JAKARTA, KOMPAS.com - Tokoh pergerakan buruh Muchtar Pakpahan meninggal dunia karena penyakit kanker, pada Minggu (21/3/2021). Semasa hidupnya, Muchtar menjadi salah satu sosok yang cukup diperhitungkan, terutama ketika rezim Orde Baru masih berkuasa.
Bagaimana tidak, ia pernah menyodorkan wacana perubahan sistem politik yang membuat penguasa saat itu sangat terganggu.
Baca juga: Muchtar Pakpahan di Mata Kerabat, Konsisten Perjuangkan Hak Buruh dan Rakyat Kecil
Mendesaknya perubahan sistem politik saat itu dibuktikannya ketika mempertahankan disertasinya mengenai Pelaksanaan Tugas dan Hak DPR Masa Kerja 1982-1987 di muka senat guru besar Universitas Indonesia, Depok, pada 1993.
Inti pokok pikirannya yaitu mendorong adanya peninjauan kembali empat undang-undang (UU) agar demokratisasi berjalan sehat.
Keempat UU yang harus ditinjau adalah UU Nomor 16 Tahun 1969 tentang Susunan dan Kedudukan MPR, DPR dan DPRD, UU Nomor 15 Tahun 1969 tentang Pemilu, UU Nomor 3 Tahun 1975 tentang Parpol dan Golkar, serta UU Nomor 8 Tahun 1985 tentang Keormasan.
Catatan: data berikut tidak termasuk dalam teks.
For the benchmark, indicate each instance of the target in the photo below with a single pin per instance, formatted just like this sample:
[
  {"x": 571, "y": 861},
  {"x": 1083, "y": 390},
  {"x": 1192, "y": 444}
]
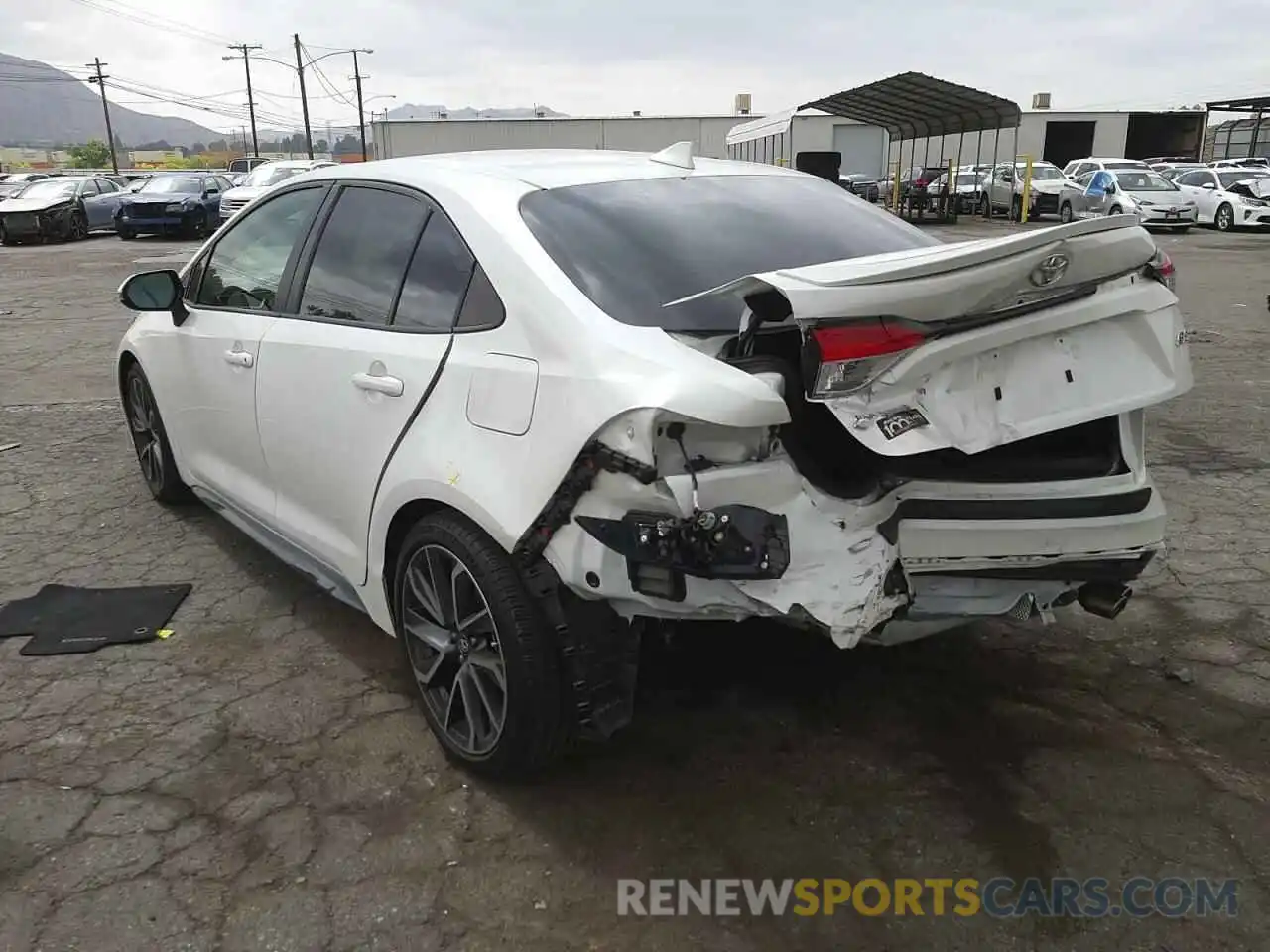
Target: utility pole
[
  {"x": 99, "y": 79},
  {"x": 304, "y": 100},
  {"x": 361, "y": 114},
  {"x": 245, "y": 49}
]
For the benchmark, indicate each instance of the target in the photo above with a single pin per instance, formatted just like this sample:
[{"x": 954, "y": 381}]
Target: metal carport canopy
[{"x": 907, "y": 105}]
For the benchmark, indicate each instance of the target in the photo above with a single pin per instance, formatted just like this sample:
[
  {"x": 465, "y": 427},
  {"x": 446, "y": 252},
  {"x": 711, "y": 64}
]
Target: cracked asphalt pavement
[{"x": 262, "y": 780}]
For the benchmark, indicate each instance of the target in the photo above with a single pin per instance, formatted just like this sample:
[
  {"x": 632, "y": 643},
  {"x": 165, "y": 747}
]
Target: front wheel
[
  {"x": 150, "y": 439},
  {"x": 481, "y": 658}
]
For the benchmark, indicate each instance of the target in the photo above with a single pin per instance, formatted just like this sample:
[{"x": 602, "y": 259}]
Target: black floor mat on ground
[{"x": 66, "y": 620}]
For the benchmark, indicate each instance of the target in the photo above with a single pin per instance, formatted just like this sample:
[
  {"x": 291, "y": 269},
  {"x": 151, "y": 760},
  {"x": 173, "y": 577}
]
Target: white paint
[
  {"x": 502, "y": 393},
  {"x": 294, "y": 439}
]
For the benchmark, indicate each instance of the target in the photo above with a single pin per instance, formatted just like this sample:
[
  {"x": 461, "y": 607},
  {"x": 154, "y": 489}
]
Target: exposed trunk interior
[
  {"x": 835, "y": 462},
  {"x": 1067, "y": 140},
  {"x": 1164, "y": 134}
]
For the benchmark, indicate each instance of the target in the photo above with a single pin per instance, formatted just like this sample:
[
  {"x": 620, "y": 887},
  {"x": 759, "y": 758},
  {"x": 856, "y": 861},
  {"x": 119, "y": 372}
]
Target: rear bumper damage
[{"x": 761, "y": 542}]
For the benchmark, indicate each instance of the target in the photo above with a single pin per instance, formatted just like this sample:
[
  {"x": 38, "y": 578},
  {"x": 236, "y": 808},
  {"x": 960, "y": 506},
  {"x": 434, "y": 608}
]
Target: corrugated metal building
[
  {"x": 1056, "y": 136},
  {"x": 861, "y": 145},
  {"x": 1061, "y": 136}
]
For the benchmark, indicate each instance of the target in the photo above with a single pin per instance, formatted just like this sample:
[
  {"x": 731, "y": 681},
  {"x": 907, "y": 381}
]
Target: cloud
[{"x": 658, "y": 56}]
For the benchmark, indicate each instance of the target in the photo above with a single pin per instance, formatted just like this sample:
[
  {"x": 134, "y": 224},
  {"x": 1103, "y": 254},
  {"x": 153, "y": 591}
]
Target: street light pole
[
  {"x": 361, "y": 113},
  {"x": 250, "y": 102},
  {"x": 304, "y": 100}
]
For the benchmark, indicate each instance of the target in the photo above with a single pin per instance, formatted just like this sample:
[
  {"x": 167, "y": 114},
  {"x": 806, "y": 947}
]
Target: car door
[
  {"x": 343, "y": 377},
  {"x": 89, "y": 194},
  {"x": 103, "y": 207},
  {"x": 204, "y": 375},
  {"x": 212, "y": 190},
  {"x": 1201, "y": 186}
]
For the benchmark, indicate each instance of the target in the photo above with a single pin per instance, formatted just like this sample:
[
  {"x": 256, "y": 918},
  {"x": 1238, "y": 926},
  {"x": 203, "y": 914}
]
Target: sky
[{"x": 656, "y": 56}]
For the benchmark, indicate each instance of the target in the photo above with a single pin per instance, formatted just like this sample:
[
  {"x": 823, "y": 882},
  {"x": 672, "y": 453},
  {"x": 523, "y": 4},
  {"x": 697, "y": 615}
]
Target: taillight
[
  {"x": 844, "y": 358},
  {"x": 1161, "y": 268}
]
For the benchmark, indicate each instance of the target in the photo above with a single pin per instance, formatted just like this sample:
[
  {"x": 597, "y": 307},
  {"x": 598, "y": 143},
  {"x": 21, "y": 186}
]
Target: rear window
[{"x": 633, "y": 246}]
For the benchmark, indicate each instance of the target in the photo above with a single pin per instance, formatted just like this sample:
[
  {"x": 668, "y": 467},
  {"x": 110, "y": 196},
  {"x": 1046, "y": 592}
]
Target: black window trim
[
  {"x": 199, "y": 264},
  {"x": 290, "y": 307}
]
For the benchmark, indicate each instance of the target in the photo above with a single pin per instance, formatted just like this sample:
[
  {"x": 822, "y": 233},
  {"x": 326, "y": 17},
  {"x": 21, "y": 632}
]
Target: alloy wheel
[
  {"x": 453, "y": 647},
  {"x": 144, "y": 422}
]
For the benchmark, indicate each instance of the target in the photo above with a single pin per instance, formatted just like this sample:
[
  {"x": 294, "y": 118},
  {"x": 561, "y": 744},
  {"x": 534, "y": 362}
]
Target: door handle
[{"x": 379, "y": 384}]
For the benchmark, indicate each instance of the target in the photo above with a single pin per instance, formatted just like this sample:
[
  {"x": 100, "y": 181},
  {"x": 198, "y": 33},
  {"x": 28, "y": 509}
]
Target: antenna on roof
[{"x": 679, "y": 155}]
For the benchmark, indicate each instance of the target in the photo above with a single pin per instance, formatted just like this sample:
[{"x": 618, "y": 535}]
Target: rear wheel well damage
[{"x": 598, "y": 651}]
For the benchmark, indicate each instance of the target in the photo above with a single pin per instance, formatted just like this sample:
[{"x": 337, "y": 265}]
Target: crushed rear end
[{"x": 964, "y": 438}]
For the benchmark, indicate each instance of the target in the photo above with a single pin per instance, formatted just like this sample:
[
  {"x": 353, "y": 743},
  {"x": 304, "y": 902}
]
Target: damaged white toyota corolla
[{"x": 509, "y": 404}]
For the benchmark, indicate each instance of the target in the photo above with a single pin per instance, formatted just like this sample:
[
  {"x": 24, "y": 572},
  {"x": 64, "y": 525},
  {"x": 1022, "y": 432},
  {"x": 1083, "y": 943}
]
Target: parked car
[
  {"x": 263, "y": 178},
  {"x": 1003, "y": 189},
  {"x": 1157, "y": 202},
  {"x": 968, "y": 188},
  {"x": 186, "y": 203},
  {"x": 1079, "y": 167},
  {"x": 245, "y": 164},
  {"x": 507, "y": 402},
  {"x": 862, "y": 184},
  {"x": 16, "y": 181},
  {"x": 1228, "y": 197},
  {"x": 1173, "y": 171},
  {"x": 63, "y": 207},
  {"x": 1243, "y": 163}
]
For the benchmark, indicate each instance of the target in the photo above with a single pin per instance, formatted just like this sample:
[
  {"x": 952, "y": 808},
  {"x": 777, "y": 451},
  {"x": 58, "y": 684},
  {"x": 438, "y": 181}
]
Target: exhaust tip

"Meski beberapa UU itu telah beberapa kali diubah, tapi perubahannya belumlah menuju terciptanya demokratisasi," kata Muchtar dikutip dari dokumen Harian Kompas.
Baca juga: Profil Mendiang Muchtar Pakpahan, Tokoh Buruh yang Kerap Dipenjara di Era Soeharto
Perhatian Muchtar merujuk pada tidak optimalnya pelaksanaan tugas DPR 1982-1987, terutama karena sistem politik dan hukum, tata tertib DPR, kondisi anggota DPR dan budaya politik yang ada.
Peran legislator saat itu dicap kurang kreatif, bahkan dianggap sebagai salah satu penghambat jalannya demokratisasi yang sehat.
"Penelitian saya membuktikan hanya 29,13 persen atau 134 dari 460 anggota yang muncul dalam pemberitaan Harian Kompas selama 1 Januari-31 Desember 1985. Yaitu 17 dari 24 anggota FDI (73 persen), 31 dari 94 anggota FPP (32,98 persen), 26 dari 75 anggota F-ABRI (34,67 persen) dan 59 dari 267 anggota FKP (22,10 persen)," kata dia.
Baca juga: Muchtar Pakpahan Meninggal Dunia, KSPI: Buruh Indonesia Sangat Berduka
Hal itu juga terjadi pada persentase kehadiran anggota, sesuai sampel Komisi III, IX dan APBN, pada rapat komisi yang tak pernah mencapai 100 persen.
Dikutip dari muchtarpakpahan.com, akibat disertasi tersebut, ia terpaksa harus berurusan dengan hukum.
Dua hari setelah mempertahankan disertasinya, pria yang biasa disapa Bang Muchtar ini dibawa ke Badan Intelijen ABRI (BIA), diminta mengubah isi disertasi karena dianggap membahayakan keselamatan negara.
Pada Januari 1994, Muchtar kemudian ditahan di Semarang, Agustus 1994 dipenjarakan di Medan dan bebas pada Mei 1995.
Namun, Muhctar kembali mendekam penjara pada 1996 di LP Cipinang, Jakarta.
Ia keluar-masuk penjara akibat rangkaian disertasi yang selanjutnya diterbitakan menjadi buku berjudul Potret Negara Indonesia. Isinya merupakan alternatif revolusi pada masa reformasi.